さる2018年5月18日、参議院本会議で著作権法が改正されました。従来私的利用の範囲を超えた電子化代行は違法とされてきましたが、今回の改正でそれが大きく変わるようです。

とはいえ具体的に何がどう変わるんでしょうか。著作権は非常に身近な権利である一方、正確な知識を持ち合わせている方はあまり多くないんじゃないかと思います。今回の法改正は、結局良いことなの?誰にとってメリットがあるの?

意外にも専門家の見解が見られず、先の漫画村事件に比べるとメディアも静かな印象です。しかし実は幅広い方に関係してくる改正なんですよ。

という訳で、今回弊社顧問弁護士の星野宏明氏より本改正の意義、ポイントについて解説いただきました。

これまで電子化NGだったもの

書籍全文の電子化は、これまでそのままスキャンのような電子化事業者に無断で代行を依頼することはNGでした。この場合は私的利用の範囲を超えており、権利を持つ方への確認が取れればご依頼OKという形になります。

多くの方にご連絡いただけること自体は大変嬉しいんですが、このような市販本をご依頼いただくこと自体はNGとなっております。先日も電話口で『えっ、別の業者では出来るって言われたのに』と仰った方がいらっしゃるんですが、お客様それは…違法です…

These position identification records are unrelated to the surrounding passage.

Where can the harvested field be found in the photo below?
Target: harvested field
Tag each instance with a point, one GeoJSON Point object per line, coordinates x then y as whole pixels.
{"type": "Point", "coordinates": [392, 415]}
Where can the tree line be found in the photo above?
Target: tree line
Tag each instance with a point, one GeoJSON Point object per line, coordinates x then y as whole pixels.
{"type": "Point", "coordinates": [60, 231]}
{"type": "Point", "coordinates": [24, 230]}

しかし、これが部分的に規制緩和される形となったのが今回の法改正。

ここからはそのままスキャンHPにて先生がより詳しく説明されているので、ご興味のある方はご覧になってみてください。

※ページはこちら

いよいよデジタルアーカイブが普及する?

幅の拡大

先の著作権法や判例を考えると、まさに大幅な電子化可能範囲の拡大と言えます。

今回の改正で実現可能となった活動、弊社ページでも言及しているように電子化の話でもありますがOCR処理に関連のある部分もあります。大量のテキストデータを整理して情報解析に利用したり、資料内部で目当てのワードを見つけられるようにするのはいずれもテキスト化の動機としてこれまでもありました。従来数自体はそれ程多くなかったんですが、もしかした年明けからぐっと増えるのかなと今からドキドキしています(笑)

また『教育現場』と言えば、今年の2月にも教育機関における教科書のデジタル化推進が閣議決定されたことが話題になりました。今回の法改正はより自由度の高い授業進行の後押しになるんじゃないでしょうか。この点は現場の先生方の取り組みに期待ですね。

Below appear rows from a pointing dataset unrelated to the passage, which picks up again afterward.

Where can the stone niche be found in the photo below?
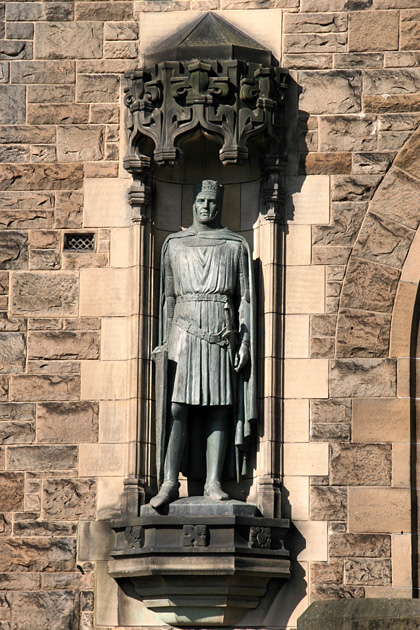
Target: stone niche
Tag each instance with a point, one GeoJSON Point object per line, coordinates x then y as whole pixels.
{"type": "Point", "coordinates": [208, 104]}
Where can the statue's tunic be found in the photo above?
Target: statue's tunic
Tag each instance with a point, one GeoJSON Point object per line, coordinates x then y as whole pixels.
{"type": "Point", "coordinates": [205, 283]}
{"type": "Point", "coordinates": [207, 300]}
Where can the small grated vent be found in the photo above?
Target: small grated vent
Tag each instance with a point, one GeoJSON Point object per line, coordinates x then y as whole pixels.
{"type": "Point", "coordinates": [79, 242]}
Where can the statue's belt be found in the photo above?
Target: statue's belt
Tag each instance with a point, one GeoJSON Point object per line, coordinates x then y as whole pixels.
{"type": "Point", "coordinates": [222, 338]}
{"type": "Point", "coordinates": [204, 297]}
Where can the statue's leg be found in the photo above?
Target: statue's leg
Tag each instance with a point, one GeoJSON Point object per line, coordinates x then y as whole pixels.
{"type": "Point", "coordinates": [217, 443]}
{"type": "Point", "coordinates": [177, 437]}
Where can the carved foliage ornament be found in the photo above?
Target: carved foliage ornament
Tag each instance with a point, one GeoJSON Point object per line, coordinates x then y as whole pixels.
{"type": "Point", "coordinates": [233, 100]}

もちろん漫画や小説の自炊代行がNGであることに変わりはありませんのでご注意を。要するに個人よりはビジネスや研究の世界に大きな影響のある改正で、『情報』のデジタライズやその活用が『適切な分野に』飛躍的に普及する可能性があります。紙媒体の情報を電子化した『デジタルアーカイブ』が、いつしか色んな会社や団体で見られる身近な存在になるかも知れません。